GFA: What advice would you give to a student who dreams of a career as a musician/performer?

CH: My first piece of advice would be to recognize that “what you do” as your career doesn’t define who you are. How you treat others, how you spend your energy, how you commit yourself to teaching and learning in life — those are the things that define you and will open up opportunities. Just because I happen to have the opportunity to play music and it is my livelihood, doesn’t make me any more of a musician that someone who has been singing their whole life or playing the guitar or piano or zither or whatever. A dear friend worked as Obama’s videographer for his entire eight years in office, and she told me that his mantra was always, “Be Kind, and Be Useful,” as those are things that we all have the capacity do, no matter what. And I really love that. And I try to always keep that in mind.

I think it’s important also to remember that for every action you take, there is a reaction. As we navigate our way through life both personally and professionally, what matters is how you treat others and what kind of citizen you are. There are plenty of drummers out there in the world…but every job I’ve gotten has been as much about things that have nothing to do with actual drumming. How you treat others and how you build relationships is what is going to open doors of opportunity. Don’t be a jerk. Mr. Dietrich, who was our grade-level dean, called a special assembly one day senior year and essentially read us the riot act. His point was basically, “You all are the leaders of this school right now, and people look up to you and you are acting like a bunch of jerks.” He was probably right. I’ll never forget it.

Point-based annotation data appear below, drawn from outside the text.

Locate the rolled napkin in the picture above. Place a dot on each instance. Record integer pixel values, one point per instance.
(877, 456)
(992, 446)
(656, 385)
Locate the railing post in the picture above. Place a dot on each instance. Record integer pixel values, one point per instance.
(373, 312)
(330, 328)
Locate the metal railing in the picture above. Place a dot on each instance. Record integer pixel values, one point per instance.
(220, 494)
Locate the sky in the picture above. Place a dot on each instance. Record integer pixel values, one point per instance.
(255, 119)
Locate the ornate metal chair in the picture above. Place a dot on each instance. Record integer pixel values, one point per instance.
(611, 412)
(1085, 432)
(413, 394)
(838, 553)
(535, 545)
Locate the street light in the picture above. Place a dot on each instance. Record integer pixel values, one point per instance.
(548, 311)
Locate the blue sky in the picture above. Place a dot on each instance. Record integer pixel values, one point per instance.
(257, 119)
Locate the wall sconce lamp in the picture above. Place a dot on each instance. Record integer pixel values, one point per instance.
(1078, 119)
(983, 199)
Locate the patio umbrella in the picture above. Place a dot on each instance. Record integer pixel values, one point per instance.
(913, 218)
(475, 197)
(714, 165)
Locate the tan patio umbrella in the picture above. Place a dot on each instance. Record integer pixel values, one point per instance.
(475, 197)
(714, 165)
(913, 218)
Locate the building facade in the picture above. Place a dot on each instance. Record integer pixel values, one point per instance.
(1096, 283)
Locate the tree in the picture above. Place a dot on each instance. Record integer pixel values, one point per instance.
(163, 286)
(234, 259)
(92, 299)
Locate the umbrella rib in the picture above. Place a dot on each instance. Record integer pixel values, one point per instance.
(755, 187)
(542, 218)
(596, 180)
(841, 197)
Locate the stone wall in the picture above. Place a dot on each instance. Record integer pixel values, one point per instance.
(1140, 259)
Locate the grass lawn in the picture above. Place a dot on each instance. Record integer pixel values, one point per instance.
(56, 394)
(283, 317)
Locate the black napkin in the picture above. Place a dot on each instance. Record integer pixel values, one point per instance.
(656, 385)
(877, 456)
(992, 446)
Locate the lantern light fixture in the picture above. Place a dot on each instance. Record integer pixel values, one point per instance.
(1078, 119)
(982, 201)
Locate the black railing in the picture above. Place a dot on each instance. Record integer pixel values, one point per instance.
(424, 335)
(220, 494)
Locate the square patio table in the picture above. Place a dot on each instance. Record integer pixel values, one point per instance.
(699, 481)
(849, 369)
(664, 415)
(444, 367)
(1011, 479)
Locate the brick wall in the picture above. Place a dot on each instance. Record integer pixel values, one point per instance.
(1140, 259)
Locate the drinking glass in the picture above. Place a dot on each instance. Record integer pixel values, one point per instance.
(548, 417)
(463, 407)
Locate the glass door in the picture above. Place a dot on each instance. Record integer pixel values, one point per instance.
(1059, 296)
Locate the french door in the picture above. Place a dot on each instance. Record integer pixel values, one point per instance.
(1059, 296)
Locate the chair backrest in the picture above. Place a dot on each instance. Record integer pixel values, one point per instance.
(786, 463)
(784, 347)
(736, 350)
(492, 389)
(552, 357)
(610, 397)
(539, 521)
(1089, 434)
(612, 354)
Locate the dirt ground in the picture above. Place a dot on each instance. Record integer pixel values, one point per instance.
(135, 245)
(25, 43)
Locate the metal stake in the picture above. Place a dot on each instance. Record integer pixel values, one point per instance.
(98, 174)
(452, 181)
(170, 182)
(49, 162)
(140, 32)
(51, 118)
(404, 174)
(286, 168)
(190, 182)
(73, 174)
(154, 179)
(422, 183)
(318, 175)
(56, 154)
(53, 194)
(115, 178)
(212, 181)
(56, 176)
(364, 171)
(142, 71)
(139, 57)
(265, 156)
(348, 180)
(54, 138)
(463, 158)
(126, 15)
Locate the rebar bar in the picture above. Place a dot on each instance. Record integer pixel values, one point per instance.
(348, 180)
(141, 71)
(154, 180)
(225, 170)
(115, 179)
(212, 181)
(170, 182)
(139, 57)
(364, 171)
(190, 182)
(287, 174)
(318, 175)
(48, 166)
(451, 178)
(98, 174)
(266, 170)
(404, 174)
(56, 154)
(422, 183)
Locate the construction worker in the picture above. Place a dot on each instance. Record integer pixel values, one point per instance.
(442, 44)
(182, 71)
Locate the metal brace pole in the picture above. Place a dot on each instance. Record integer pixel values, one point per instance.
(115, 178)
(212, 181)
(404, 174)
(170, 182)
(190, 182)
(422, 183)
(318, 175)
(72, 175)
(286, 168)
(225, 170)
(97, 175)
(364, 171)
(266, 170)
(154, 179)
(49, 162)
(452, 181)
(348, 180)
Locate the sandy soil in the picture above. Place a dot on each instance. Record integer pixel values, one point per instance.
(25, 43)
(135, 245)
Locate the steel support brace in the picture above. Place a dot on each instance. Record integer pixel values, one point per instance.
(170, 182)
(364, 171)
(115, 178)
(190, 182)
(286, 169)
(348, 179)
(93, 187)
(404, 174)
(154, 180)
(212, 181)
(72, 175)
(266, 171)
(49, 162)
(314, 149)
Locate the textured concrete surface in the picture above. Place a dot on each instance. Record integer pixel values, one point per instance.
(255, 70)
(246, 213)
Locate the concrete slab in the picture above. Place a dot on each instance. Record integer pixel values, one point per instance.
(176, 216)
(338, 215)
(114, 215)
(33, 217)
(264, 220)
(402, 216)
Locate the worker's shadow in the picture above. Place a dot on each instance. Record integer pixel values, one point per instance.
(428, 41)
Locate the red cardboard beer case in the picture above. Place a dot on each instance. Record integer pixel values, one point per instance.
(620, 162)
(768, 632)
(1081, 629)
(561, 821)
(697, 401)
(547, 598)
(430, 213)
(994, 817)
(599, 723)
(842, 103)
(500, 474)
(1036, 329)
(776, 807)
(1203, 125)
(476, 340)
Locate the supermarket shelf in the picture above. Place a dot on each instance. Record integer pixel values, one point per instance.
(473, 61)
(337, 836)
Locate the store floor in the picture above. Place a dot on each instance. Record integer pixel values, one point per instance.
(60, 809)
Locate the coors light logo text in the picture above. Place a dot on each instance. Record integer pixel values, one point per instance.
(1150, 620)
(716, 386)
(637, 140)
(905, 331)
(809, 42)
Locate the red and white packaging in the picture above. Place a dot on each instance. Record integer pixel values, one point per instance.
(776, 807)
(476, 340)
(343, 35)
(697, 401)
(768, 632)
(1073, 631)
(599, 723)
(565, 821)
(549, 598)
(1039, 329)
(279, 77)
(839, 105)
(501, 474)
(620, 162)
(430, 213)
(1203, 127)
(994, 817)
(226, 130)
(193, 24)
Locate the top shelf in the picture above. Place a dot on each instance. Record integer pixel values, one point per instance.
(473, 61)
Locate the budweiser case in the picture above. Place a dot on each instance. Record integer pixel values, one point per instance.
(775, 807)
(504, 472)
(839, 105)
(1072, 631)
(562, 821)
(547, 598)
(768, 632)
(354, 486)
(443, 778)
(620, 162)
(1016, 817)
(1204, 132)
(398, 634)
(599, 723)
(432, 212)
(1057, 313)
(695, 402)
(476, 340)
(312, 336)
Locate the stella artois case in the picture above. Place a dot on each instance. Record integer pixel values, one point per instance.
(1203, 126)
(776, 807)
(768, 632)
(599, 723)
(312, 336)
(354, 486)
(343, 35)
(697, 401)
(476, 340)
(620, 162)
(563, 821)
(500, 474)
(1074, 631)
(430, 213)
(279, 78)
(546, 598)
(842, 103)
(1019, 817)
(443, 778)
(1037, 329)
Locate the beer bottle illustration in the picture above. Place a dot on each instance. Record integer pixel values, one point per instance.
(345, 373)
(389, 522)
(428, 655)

Everything comes full circle. Just this weekend at Coachella, Snoop Dogg’s dressing room was next to ours. A friend had recently told me about how Snoop and Martha Stewart are, like, full-on super buddies now. I was sitting there hanging with Snoop and I was like “Man, when I was in high school, our Concert Choir used to sing at Martha Stewart’s Christmas parties.” What I didn’t tell him is that I’m pretty sure Ms. Bergeron is still trying to wrangle that check from her.